In his evolutionary theodicy, Richard Kropf asserts that free will has its origins in the "evolutionary ramifications" of the existence of chance as part of the process, thereby providing a "causal connection" between natural evil and the possibility of human freedom: one cannot exist without the other. Polkinghorne also links the existence of human freedom to the flexibility created by randomness in the quantum world. He writes that this means "there is room for independent action in order for creatures to be themselves and "make themselves" in evolution. According to Polkinghorne:"A world in which creatures 'make themselves' can be held to be a greater good than a ready-made world would have been, but it has an inescapable cost. Evolutionary processes will not only yield great fruitfulness, but they will also necessarily involve ragged edges and blind alleys. Genetic mutation will not only produce new forms of life, but it will also result in malignancy. One cannot have the one without the other. The existence of cancer is an anguishing fact about creation but it is not gratuitous, something that a Creator who was a bit more competent or a bit less callous could easily have avoided. It is part of the shadow side of the creative process... The more science helps us to understand the processes of the world, the more we see that the good and the bad are inextricably intertwined... It is all a package deal".

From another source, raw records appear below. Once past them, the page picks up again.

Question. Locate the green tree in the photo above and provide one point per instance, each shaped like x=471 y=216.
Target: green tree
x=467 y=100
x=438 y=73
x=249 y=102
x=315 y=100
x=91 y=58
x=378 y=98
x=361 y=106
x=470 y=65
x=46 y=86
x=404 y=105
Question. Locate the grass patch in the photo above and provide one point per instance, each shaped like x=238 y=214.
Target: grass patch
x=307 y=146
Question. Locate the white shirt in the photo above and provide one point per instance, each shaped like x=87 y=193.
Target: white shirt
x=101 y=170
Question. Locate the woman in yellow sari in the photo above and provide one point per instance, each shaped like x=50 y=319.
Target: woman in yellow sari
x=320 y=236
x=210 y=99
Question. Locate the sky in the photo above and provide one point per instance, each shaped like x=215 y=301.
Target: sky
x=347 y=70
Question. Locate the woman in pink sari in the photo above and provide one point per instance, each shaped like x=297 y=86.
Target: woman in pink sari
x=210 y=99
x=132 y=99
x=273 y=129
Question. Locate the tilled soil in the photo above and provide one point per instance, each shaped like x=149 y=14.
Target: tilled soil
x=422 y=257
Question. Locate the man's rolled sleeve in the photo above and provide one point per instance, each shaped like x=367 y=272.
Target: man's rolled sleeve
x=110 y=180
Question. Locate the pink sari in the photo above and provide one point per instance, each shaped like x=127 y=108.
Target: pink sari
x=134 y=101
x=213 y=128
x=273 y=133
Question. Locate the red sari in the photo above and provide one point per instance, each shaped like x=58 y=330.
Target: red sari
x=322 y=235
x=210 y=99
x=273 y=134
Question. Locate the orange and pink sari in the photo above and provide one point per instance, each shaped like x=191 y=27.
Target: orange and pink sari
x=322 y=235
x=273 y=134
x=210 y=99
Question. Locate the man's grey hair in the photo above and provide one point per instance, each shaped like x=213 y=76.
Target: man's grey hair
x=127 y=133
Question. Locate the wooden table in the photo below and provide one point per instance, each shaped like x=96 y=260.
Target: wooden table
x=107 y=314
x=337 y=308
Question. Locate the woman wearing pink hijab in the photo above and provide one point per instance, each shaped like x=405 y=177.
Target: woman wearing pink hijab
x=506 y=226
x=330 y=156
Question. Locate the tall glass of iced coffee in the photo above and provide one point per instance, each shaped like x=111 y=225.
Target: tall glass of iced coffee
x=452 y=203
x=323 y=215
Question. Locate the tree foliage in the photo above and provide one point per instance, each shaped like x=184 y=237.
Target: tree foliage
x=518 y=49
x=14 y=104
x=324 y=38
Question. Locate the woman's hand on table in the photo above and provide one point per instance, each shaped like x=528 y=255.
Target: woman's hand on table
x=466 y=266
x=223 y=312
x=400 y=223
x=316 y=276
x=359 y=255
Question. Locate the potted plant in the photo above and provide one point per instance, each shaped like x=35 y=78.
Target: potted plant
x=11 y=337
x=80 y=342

=== Values do not need evolution ===
Mats Wahlberg argues that evolutionary theodicies fail to show how unique type-values require evolution in order to be actualized in individual creatures. Asle Eikrem and Atle Ottesen Søvik argue that Wahlberg's critique fails when the distinction between type and token values is taken into consideration.

"A type-value is a value that can be instantiated at several times and places, e.g. joy... A token-value is an instantiation of a type-value at a certain time and place, e.g. the joy of attending the party yesterday at my neighbor's house". "...token-values are all instantiations of values occurring at a time and place. Among them are appreciated occurrences in the natural world such as a beautiful flower, or appreciated states of consciousness, such as being happy". Søvik and Eikrem assert that God created the universe in order to actualize both type - and token - unique values. They argue that indeterministic evolution is of value to God because it actualizes type-values, while "the actualization of type-unique values [through natural selection] is morally justifiable only insofar as it allows for certain token-unique values" as well.

Søvik and Eikrem reference Keith Ward as outlining an evolutionary theodicy that shows how both type and token values require evolution. Examples of these values are: genuine independence (that beings have the freewill to influence what happens), self-creating creation (that beings cause their own characteristics over time), the creativity of creation (that new things occur), and surprise (that unexpected things occur). Søvik and Eikrem also use Lorenz B. Puntel's Structure and Being: A Theoretical Framework for a Systematic Philosophy to demonstrate that biological entities, such as humans, get their identity from their token-unique relations. Ward asserts that God could not have created "the you that is you" in another universe, because what gives each individual unique token value is the particular structure of their personal history. This means that "evolution is necessary for the token individuals of this world to exist". Søvik and Eikrem conclude their rejoinder to Wahlberg by saying that, because God wanted to actualize values that are both type-unique and token-unique, God had to create this universe by evolutionary means.

=== General theological opposition ===
A key point of evolutionary theodicy is that the Fall is part of a pre-scientific worldview. Evolutionary theodicists also have other basic presuppositions that Rodrigues says legitimize evil, imply God's creation does not have a purpose apart from eschatology (life after the end), and make it difficult to sustain classic theological views.